El símbolo de una paz deseada y representada en las palomas (principalmente blancas, pero extrañamente cada vez más escasas) tuvo su origen en el mundo judeo-cristiano cuando Noe envío a una de ellas fuera del arca para saber si ya había tierra firme, esta regresa con una rama de olivo, un hecho que es leído por el héroe bíblico como el símbolo de reconciliación entre los dioses y el hombre. También la encontramos en la cultura greco-romana acompañando a la Diosa Afrodita-Venus, donde su significado está relacionado con lo libidinoso y el amor de la diosa por los hombres. Que las palomas que vuelan por nuestras plazas logren el artilugio de traernos la paz, pero no la paz de las tumbas sino de la reconciliación y de la búsqueda permanente por hacer de Colombia una sociedad en donde dejemos de matarnos y más bien luchemos por alcanzar una paz con justicia social, respetuosa de la diferencia y propiciadora del pensamiento crítico y creativo.

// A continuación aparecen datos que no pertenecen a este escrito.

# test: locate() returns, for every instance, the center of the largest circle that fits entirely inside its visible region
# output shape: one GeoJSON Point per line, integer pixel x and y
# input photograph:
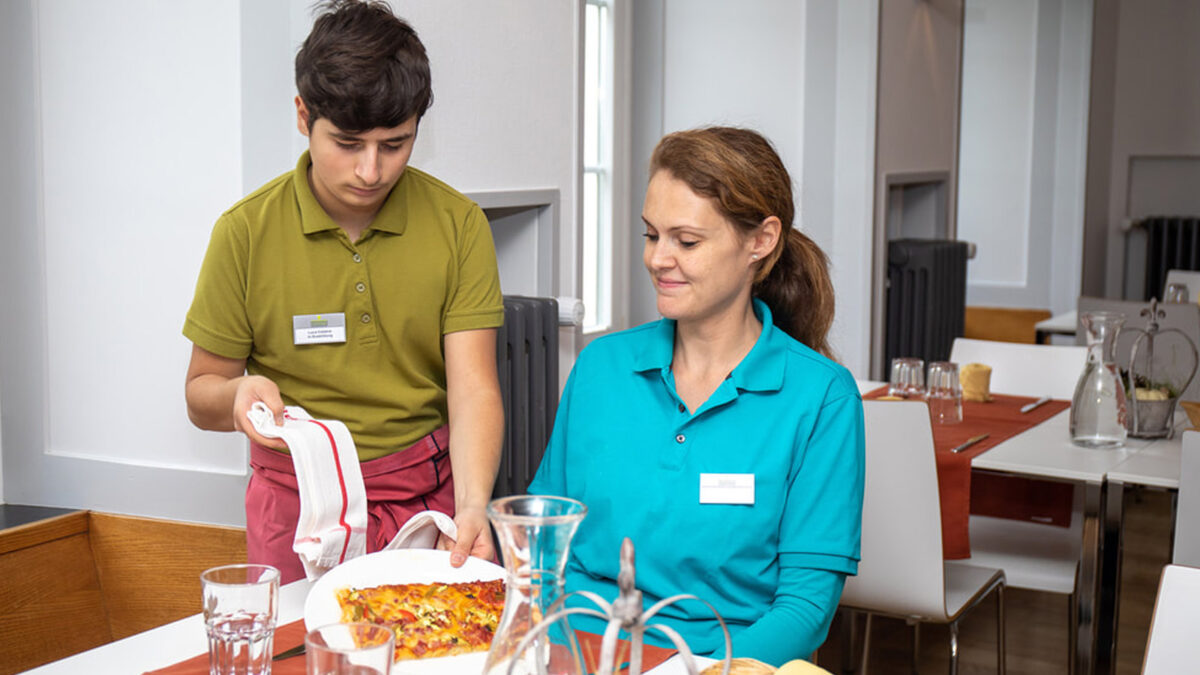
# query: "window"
{"type": "Point", "coordinates": [597, 232]}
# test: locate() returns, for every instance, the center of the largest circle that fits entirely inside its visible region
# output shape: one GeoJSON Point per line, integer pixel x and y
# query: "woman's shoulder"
{"type": "Point", "coordinates": [621, 347]}
{"type": "Point", "coordinates": [817, 369]}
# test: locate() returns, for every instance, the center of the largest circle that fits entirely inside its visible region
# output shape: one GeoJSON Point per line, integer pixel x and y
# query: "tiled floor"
{"type": "Point", "coordinates": [1036, 622]}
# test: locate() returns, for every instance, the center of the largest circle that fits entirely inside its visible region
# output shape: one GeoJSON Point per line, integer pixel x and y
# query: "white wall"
{"type": "Point", "coordinates": [1025, 72]}
{"type": "Point", "coordinates": [132, 127]}
{"type": "Point", "coordinates": [696, 63]}
{"type": "Point", "coordinates": [1155, 107]}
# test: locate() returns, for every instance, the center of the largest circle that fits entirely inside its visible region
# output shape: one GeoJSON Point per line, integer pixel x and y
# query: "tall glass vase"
{"type": "Point", "coordinates": [1098, 407]}
{"type": "Point", "coordinates": [535, 541]}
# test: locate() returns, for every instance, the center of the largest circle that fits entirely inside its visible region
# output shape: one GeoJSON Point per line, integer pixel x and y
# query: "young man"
{"type": "Point", "coordinates": [355, 238]}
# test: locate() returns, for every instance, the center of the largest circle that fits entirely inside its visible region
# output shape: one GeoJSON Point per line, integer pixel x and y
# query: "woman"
{"type": "Point", "coordinates": [735, 381]}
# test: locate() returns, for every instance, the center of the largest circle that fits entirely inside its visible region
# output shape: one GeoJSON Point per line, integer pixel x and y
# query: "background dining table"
{"type": "Point", "coordinates": [1047, 453]}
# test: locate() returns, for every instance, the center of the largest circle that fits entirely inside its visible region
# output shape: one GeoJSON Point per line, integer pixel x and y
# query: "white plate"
{"type": "Point", "coordinates": [401, 566]}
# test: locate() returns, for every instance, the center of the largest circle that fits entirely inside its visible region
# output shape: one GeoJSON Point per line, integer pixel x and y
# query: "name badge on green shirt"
{"type": "Point", "coordinates": [318, 328]}
{"type": "Point", "coordinates": [726, 489]}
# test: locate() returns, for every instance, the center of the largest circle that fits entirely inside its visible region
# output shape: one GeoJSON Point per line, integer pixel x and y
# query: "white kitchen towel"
{"type": "Point", "coordinates": [421, 531]}
{"type": "Point", "coordinates": [333, 525]}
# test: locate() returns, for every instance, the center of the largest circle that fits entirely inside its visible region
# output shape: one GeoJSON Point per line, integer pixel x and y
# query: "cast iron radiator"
{"type": "Point", "coordinates": [1171, 243]}
{"type": "Point", "coordinates": [927, 298]}
{"type": "Point", "coordinates": [527, 358]}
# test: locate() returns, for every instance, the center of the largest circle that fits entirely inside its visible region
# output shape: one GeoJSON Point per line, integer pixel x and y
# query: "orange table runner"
{"type": "Point", "coordinates": [292, 634]}
{"type": "Point", "coordinates": [1005, 496]}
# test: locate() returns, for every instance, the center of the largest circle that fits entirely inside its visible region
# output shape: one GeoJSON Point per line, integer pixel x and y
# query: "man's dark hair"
{"type": "Point", "coordinates": [363, 67]}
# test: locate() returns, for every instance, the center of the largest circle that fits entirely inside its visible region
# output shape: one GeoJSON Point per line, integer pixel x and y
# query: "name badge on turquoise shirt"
{"type": "Point", "coordinates": [726, 489]}
{"type": "Point", "coordinates": [318, 328]}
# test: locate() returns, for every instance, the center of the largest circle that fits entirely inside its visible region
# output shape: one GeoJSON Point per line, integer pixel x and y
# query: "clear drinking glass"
{"type": "Point", "coordinates": [535, 541]}
{"type": "Point", "coordinates": [1176, 293]}
{"type": "Point", "coordinates": [349, 649]}
{"type": "Point", "coordinates": [907, 378]}
{"type": "Point", "coordinates": [1098, 407]}
{"type": "Point", "coordinates": [945, 393]}
{"type": "Point", "coordinates": [241, 604]}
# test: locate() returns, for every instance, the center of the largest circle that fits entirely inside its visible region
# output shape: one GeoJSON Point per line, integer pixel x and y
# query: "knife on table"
{"type": "Point", "coordinates": [1030, 407]}
{"type": "Point", "coordinates": [970, 442]}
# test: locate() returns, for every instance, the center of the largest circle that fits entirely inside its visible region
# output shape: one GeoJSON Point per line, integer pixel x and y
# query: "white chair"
{"type": "Point", "coordinates": [1187, 511]}
{"type": "Point", "coordinates": [1033, 556]}
{"type": "Point", "coordinates": [1187, 278]}
{"type": "Point", "coordinates": [1173, 646]}
{"type": "Point", "coordinates": [901, 572]}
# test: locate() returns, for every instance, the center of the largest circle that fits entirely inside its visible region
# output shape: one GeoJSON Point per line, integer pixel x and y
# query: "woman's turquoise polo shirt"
{"type": "Point", "coordinates": [625, 446]}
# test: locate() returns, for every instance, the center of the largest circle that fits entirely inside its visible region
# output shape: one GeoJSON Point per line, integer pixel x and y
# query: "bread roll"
{"type": "Point", "coordinates": [741, 667]}
{"type": "Point", "coordinates": [976, 381]}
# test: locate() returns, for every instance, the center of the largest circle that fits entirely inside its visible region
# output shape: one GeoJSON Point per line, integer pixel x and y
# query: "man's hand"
{"type": "Point", "coordinates": [251, 389]}
{"type": "Point", "coordinates": [220, 394]}
{"type": "Point", "coordinates": [474, 537]}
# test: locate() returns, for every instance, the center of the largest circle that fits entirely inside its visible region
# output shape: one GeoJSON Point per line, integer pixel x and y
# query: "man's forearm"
{"type": "Point", "coordinates": [210, 401]}
{"type": "Point", "coordinates": [477, 434]}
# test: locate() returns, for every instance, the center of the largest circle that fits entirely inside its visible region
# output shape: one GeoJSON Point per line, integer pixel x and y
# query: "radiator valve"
{"type": "Point", "coordinates": [570, 311]}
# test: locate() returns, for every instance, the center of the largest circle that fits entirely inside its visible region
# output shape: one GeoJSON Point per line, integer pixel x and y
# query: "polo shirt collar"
{"type": "Point", "coordinates": [761, 370]}
{"type": "Point", "coordinates": [391, 217]}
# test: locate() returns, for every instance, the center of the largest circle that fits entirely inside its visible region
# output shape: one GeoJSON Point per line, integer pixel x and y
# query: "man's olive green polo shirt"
{"type": "Point", "coordinates": [425, 267]}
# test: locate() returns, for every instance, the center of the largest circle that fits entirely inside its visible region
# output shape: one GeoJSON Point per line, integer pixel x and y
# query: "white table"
{"type": "Point", "coordinates": [163, 645]}
{"type": "Point", "coordinates": [183, 639]}
{"type": "Point", "coordinates": [1045, 452]}
{"type": "Point", "coordinates": [1173, 645]}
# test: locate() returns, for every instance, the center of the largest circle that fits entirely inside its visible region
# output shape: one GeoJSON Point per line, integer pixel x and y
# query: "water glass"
{"type": "Point", "coordinates": [241, 604]}
{"type": "Point", "coordinates": [945, 395]}
{"type": "Point", "coordinates": [907, 378]}
{"type": "Point", "coordinates": [1176, 293]}
{"type": "Point", "coordinates": [349, 649]}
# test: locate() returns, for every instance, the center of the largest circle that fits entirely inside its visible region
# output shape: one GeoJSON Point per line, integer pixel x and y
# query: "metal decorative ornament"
{"type": "Point", "coordinates": [627, 614]}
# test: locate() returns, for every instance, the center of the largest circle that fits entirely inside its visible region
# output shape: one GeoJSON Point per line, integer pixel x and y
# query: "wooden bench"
{"type": "Point", "coordinates": [83, 579]}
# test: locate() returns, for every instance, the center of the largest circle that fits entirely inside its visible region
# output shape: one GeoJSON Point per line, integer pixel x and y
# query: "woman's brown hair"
{"type": "Point", "coordinates": [743, 175]}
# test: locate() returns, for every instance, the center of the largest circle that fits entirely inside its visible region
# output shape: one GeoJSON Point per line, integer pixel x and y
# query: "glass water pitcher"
{"type": "Point", "coordinates": [535, 541]}
{"type": "Point", "coordinates": [1098, 407]}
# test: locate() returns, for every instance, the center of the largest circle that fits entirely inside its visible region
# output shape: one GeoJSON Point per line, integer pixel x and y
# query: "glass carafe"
{"type": "Point", "coordinates": [1098, 407]}
{"type": "Point", "coordinates": [535, 541]}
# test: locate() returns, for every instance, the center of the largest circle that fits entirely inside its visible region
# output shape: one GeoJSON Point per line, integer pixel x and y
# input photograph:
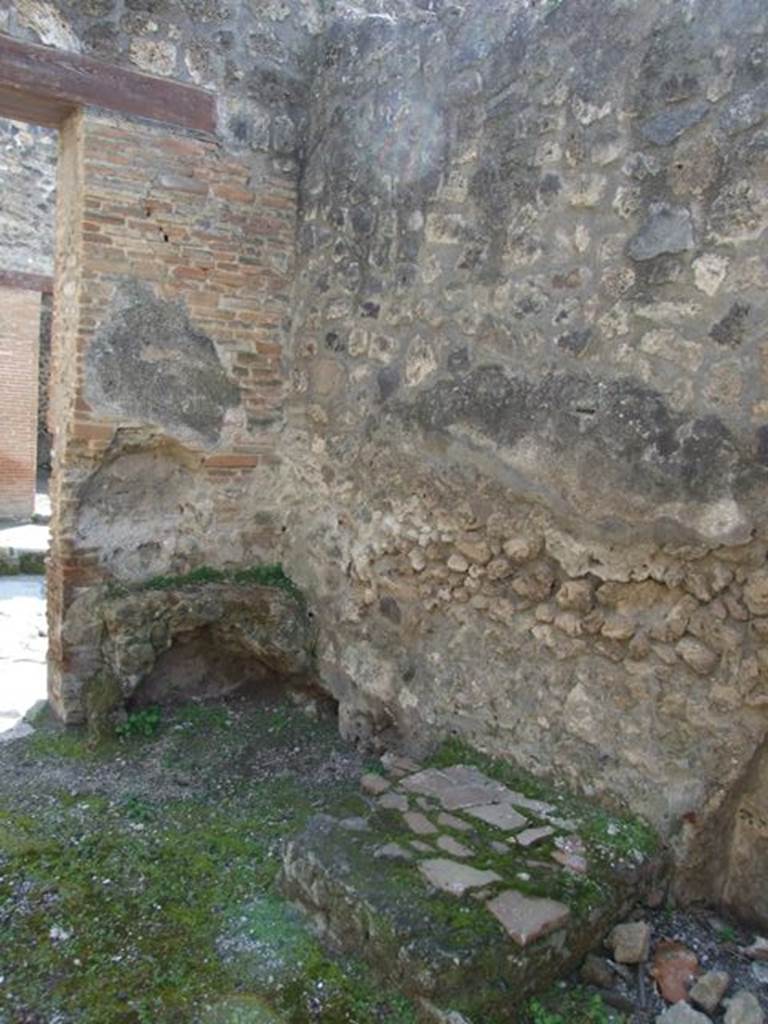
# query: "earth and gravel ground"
{"type": "Point", "coordinates": [138, 880]}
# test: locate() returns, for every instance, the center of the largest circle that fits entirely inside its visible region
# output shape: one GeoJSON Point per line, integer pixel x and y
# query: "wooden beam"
{"type": "Point", "coordinates": [43, 85]}
{"type": "Point", "coordinates": [28, 282]}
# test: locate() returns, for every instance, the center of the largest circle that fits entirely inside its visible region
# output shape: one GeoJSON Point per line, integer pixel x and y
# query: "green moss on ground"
{"type": "Point", "coordinates": [144, 899]}
{"type": "Point", "coordinates": [570, 1006]}
{"type": "Point", "coordinates": [267, 574]}
{"type": "Point", "coordinates": [608, 834]}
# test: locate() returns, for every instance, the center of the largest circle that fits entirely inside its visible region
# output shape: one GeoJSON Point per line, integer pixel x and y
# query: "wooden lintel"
{"type": "Point", "coordinates": [27, 282]}
{"type": "Point", "coordinates": [43, 85]}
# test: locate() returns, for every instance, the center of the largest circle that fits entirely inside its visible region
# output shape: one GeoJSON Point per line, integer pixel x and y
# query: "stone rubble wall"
{"type": "Point", "coordinates": [501, 410]}
{"type": "Point", "coordinates": [527, 418]}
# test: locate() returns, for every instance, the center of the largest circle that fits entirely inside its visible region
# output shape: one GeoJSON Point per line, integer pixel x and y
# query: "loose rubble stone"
{"type": "Point", "coordinates": [375, 784]}
{"type": "Point", "coordinates": [352, 884]}
{"type": "Point", "coordinates": [758, 950]}
{"type": "Point", "coordinates": [527, 919]}
{"type": "Point", "coordinates": [743, 1008]}
{"type": "Point", "coordinates": [455, 879]}
{"type": "Point", "coordinates": [597, 971]}
{"type": "Point", "coordinates": [708, 990]}
{"type": "Point", "coordinates": [631, 942]}
{"type": "Point", "coordinates": [675, 967]}
{"type": "Point", "coordinates": [681, 1013]}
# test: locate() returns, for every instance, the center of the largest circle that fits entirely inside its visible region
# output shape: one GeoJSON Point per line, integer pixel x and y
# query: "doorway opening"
{"type": "Point", "coordinates": [28, 172]}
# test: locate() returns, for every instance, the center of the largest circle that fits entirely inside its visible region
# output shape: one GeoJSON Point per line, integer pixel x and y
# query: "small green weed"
{"type": "Point", "coordinates": [140, 723]}
{"type": "Point", "coordinates": [570, 1007]}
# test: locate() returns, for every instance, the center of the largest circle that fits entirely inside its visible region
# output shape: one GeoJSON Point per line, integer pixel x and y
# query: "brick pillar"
{"type": "Point", "coordinates": [19, 330]}
{"type": "Point", "coordinates": [176, 214]}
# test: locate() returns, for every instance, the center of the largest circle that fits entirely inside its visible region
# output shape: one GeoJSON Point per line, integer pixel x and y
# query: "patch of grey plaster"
{"type": "Point", "coordinates": [670, 125]}
{"type": "Point", "coordinates": [667, 229]}
{"type": "Point", "coordinates": [147, 364]}
{"type": "Point", "coordinates": [555, 431]}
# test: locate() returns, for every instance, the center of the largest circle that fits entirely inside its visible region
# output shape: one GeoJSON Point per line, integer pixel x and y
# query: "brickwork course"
{"type": "Point", "coordinates": [459, 315]}
{"type": "Point", "coordinates": [19, 320]}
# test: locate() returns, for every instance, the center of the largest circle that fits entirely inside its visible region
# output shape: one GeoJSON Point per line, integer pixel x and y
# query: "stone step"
{"type": "Point", "coordinates": [468, 895]}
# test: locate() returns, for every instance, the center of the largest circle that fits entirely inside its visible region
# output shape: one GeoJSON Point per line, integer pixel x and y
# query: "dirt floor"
{"type": "Point", "coordinates": [137, 882]}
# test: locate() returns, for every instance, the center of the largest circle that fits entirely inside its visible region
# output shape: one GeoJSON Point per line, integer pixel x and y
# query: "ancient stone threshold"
{"type": "Point", "coordinates": [468, 895]}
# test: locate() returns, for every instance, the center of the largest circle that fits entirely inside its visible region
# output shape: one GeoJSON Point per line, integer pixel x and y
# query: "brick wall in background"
{"type": "Point", "coordinates": [19, 326]}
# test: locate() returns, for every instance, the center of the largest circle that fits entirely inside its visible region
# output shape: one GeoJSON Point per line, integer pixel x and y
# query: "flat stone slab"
{"type": "Point", "coordinates": [454, 848]}
{"type": "Point", "coordinates": [375, 784]}
{"type": "Point", "coordinates": [393, 802]}
{"type": "Point", "coordinates": [432, 918]}
{"type": "Point", "coordinates": [456, 879]}
{"type": "Point", "coordinates": [526, 919]}
{"type": "Point", "coordinates": [419, 823]}
{"type": "Point", "coordinates": [501, 815]}
{"type": "Point", "coordinates": [529, 837]}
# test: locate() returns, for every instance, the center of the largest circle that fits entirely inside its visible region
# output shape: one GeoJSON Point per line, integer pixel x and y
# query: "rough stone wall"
{"type": "Point", "coordinates": [528, 420]}
{"type": "Point", "coordinates": [524, 452]}
{"type": "Point", "coordinates": [19, 314]}
{"type": "Point", "coordinates": [251, 52]}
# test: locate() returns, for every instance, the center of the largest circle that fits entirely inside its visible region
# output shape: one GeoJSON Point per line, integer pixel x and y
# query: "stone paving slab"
{"type": "Point", "coordinates": [470, 903]}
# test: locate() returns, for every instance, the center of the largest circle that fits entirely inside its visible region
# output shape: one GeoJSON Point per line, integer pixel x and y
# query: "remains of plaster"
{"type": "Point", "coordinates": [504, 416]}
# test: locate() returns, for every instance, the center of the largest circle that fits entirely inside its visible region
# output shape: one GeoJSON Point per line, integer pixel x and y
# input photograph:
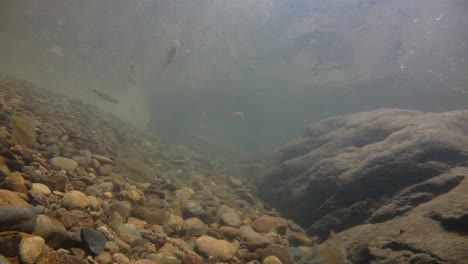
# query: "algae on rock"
{"type": "Point", "coordinates": [23, 129]}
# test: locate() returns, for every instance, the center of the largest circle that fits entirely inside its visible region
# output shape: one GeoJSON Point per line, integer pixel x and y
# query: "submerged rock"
{"type": "Point", "coordinates": [345, 168]}
{"type": "Point", "coordinates": [95, 241]}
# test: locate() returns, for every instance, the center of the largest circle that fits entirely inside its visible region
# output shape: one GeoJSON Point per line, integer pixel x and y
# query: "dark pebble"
{"type": "Point", "coordinates": [17, 218]}
{"type": "Point", "coordinates": [95, 242]}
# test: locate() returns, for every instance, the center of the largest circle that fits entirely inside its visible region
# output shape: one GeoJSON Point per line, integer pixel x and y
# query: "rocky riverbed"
{"type": "Point", "coordinates": [80, 186]}
{"type": "Point", "coordinates": [392, 181]}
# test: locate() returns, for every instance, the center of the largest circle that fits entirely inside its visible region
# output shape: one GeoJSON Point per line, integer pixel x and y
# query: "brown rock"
{"type": "Point", "coordinates": [51, 230]}
{"type": "Point", "coordinates": [58, 258]}
{"type": "Point", "coordinates": [143, 261]}
{"type": "Point", "coordinates": [153, 216]}
{"type": "Point", "coordinates": [267, 223]}
{"type": "Point", "coordinates": [212, 247]}
{"type": "Point", "coordinates": [14, 182]}
{"type": "Point", "coordinates": [230, 232]}
{"type": "Point", "coordinates": [281, 253]}
{"type": "Point", "coordinates": [75, 199]}
{"type": "Point", "coordinates": [192, 259]}
{"type": "Point", "coordinates": [11, 198]}
{"type": "Point", "coordinates": [30, 248]}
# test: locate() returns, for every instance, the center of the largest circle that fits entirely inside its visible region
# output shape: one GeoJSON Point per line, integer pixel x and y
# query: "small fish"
{"type": "Point", "coordinates": [171, 52]}
{"type": "Point", "coordinates": [105, 97]}
{"type": "Point", "coordinates": [236, 115]}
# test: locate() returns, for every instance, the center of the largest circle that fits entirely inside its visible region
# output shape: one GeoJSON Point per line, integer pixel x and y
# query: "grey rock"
{"type": "Point", "coordinates": [345, 168]}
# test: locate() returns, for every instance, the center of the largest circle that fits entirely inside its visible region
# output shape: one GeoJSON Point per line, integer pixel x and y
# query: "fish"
{"type": "Point", "coordinates": [171, 52]}
{"type": "Point", "coordinates": [236, 115]}
{"type": "Point", "coordinates": [105, 97]}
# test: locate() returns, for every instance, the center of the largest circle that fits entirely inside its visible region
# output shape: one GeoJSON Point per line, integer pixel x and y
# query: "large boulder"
{"type": "Point", "coordinates": [368, 167]}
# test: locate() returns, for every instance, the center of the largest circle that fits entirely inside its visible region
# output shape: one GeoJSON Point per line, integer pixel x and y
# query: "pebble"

Solo resta invitar a nuestros lectores a ver en este nuevo número del Anuario de Historia Regional y de las Fronteras un escenario para el debate histórico y la narración e interpretación de fenómenos sociales de profundas imbricaciones culturales. En esta ocasión los artículos nos ofrecen diferentes entradas epistemológicas a problemas históricos relacionados con la conformación del comercio en el nordeste de México a mediados del siglo XIX y con las prácticas religiosas de los pentecostales de Chile durante el siglo XX. Para el caso de Colombia los artículos se han centrado en el estudio del inicio y consolidación de la lotería y del desarrollo del teatro infantil y sus implicaciones culturales. Como es de suponerse, el problema de las guerras civiles y del conflicto colombiano no deja de estar presente, de ahí que en esta ocasión hayan tres trabajos que se centran en analizar la construcción de imaginarios derivados de la guerra, en el proceso de resistencia de los actores sociales regionales vínculos a redes religiosas, y en la violación de los derechos humanos y cómo estos comenzaron a convertirse en un eje movilizador de la sociedad civil para su defensa.